Conforme aventado no relatório, verifica-se que o encontro entre o colaborador Joesley Batista e o Excelentíssimo Senhor Presidente da República Federativa do Brasil, ocorreu às 22h40min, havendo protocolo não habitual, tanto em função do horário da reunião, quanto no acesso utilizado pelo interlocutor, à garagem do Palácio do Jaburu, entrando diretamente, sem identificar-se na portaria, e mais, não tendo o encontro sido registrado na agenda oficial da Presidência.

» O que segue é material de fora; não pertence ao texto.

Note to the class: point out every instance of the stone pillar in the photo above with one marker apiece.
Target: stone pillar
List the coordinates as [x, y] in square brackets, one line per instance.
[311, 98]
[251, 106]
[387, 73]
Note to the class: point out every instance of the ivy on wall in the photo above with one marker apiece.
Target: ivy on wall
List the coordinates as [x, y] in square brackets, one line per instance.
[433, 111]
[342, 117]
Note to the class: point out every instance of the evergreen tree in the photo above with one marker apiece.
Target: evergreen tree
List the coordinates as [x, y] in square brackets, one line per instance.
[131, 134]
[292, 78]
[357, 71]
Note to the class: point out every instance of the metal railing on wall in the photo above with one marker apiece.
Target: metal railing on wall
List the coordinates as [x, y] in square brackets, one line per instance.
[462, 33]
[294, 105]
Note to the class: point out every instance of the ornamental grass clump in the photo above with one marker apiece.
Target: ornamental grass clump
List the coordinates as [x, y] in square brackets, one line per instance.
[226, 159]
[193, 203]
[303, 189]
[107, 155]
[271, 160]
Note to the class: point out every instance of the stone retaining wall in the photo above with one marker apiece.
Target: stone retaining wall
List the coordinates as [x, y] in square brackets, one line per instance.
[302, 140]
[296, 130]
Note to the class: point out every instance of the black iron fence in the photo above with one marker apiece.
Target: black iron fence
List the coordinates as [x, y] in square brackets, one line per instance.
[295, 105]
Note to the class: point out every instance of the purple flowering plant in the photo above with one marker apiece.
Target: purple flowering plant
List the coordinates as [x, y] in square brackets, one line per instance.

Ora, o Código de Conduta Ética dos Agentes Públicos, Decreto n. 4.081/2002, que é aplicável objetivamente ao Presidente da República [14], estabelece a obrigatoriedade, entre outras, de atuar com devido zelo aos princípios da administração pública, particularmente ao da transparência, razão pela qual fora estabelecido que:
Art. 4º Para os fins do disposto neste Código, o agente público deverá:
V - divulgar e manter arquivada, na forma que for estabelecida pela CEPR, a agenda de reuniões com pessoas físicas e jurídicas com as quais se relacione funcionalmente; e
VI - manter registro sumário das matérias tratadas nas reuniões referidas no inciso V, que ficarão disponíveis para exame pela CEPR.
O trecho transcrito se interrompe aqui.